In this fellowship, we showed that by simply increasing mitochondria fission in the DVC we cause insulin resistance, hyperphagia, and body weight gain while inhibition of mitochondria fission on the DVC of high-fat diet-fed, insulin resistant, rats protects from developing insulin resistance, decreases body weight and food intake. This data makes mitochondria fission and the protein that regulates it (DRP1) a potential target for restoring insulin sensitivity in obese and diabetic individuals.
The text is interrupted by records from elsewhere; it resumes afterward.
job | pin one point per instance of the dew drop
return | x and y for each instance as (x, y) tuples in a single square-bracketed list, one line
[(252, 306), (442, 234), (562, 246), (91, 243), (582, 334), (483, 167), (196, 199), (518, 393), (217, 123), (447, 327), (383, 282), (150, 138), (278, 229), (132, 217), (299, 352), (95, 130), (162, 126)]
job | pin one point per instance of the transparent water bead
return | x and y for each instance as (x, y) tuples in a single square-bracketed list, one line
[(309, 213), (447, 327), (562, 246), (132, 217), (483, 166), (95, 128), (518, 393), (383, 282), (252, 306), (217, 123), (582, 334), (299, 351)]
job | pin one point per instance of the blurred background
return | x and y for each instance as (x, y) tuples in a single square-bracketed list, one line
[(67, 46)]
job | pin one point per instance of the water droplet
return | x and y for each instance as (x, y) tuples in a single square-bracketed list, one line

With mitochondria fission, we also see an increase in the levels of a protein called inducible Nitric oxide synthase (iNOS). This is an enzyme that can regulate the activity of many different proteins and is involved in changes in insulin signalling. With this fellowship, we also discovered that by decreasing iNOS levels in high-fat diet-fed rats, we can prevent the development of insulin resistance, decrease body weight and food intake. This also makes iNOS a potential drug target to fight insulin resistance in obesity and diabetes.
We have a manuscript in preparation that contains the aforementioned results and that we hope to submit soon.
The DVC is an important brain centre that receives signals from the peripheral organs and relays these signal to higher areas of the brain. In addition, the DVC can also receive signals from other brain areas and relay them to the peripheral organs. Due to his nature, the DVC has a highly diversified group of neuronal cells. An important question that is still unanswered is which neuronal population in the DVC is involved in insulin sensing and regulates feeding behaviour. In the attempt to address this question we performed a histochemical characterization of the DVC neuronal populations. The data we obtained will be used in the future to target specific neuronal cell types in the DVC in order to understand their involvement in sensing insulin.
This work was presented in a series of scientific meetings:
Invited seminar and talks:
Mitochondria Form and Function, 14-15 September 2017, London, sponsored by the physiological society. I was part of the organization committee that selected the theme and the speakers and I also gave a talk: Filippi B.M.: Mitochondria fission in the dorsal vagal complex induces insulin resistance. Mitochondria: Form and Function meeting, 14 -15 September 2017, London, UK (Invited Speaker)
Filippi B.M.: Mitochondria fission in the dorsal vagal complex induces insulin resistance. Institute of Hepatology, 14 November 2017, London, UK) (Invited seminar)
Posters presentations:
Future Physiology, University of Leeds, LS2 9JT, Inhibition of Drp1 in the Dorsal Vagal Complex of the Brain Reduces Food Intake in Insulin Resistant Rats PC47 (Nov 17)
Mitochondrial Medicine, Wellcome Genome Campus, Hinxton,CB10 1SA: Inhibition of mitochondrial fission in the Dorsal Vagal Complex of the Brain prevents Hyperphagia in High Fat Diet Fed Rats P69 (May 18)
Europhysiology, QEII, London, SW1P 3EE: Inhibition of mitochondrial fission in the Dorsal Vagal Complex of the Brain prevents Hyperphagia in High Fat Diet Fed Rats PCA299 (Sep 18)
SFN, San Diego Convention Centre, San Diego, CA 92101: Inhibition of mitochondrial fission in the Dorsal Vagal Complex of the Brain prevents Hyperphagia in High Fat Diet Fed Rats XX3 (Nov 18)
Public engagement:
When we show our data to the public we create awareness about the danger of being overweight and having an unhealthy lifestyle and the negative effect that this has on the brain and consequently in the body. I presented these findings in public events:
- In the "Pint of Science" I interacted with an adult audience and talked about the brain and how it regulated metabolic functions. I disseminate awareness of the dangers of obesity and insulin resistance and how they can lead to the development of diabetes.
- In the be Curious (A day event at the University of Leeds open to children and families), we had a stall in which we interacted with the young generation and talked about sugars and how they are metabolised and how they can be dangerous.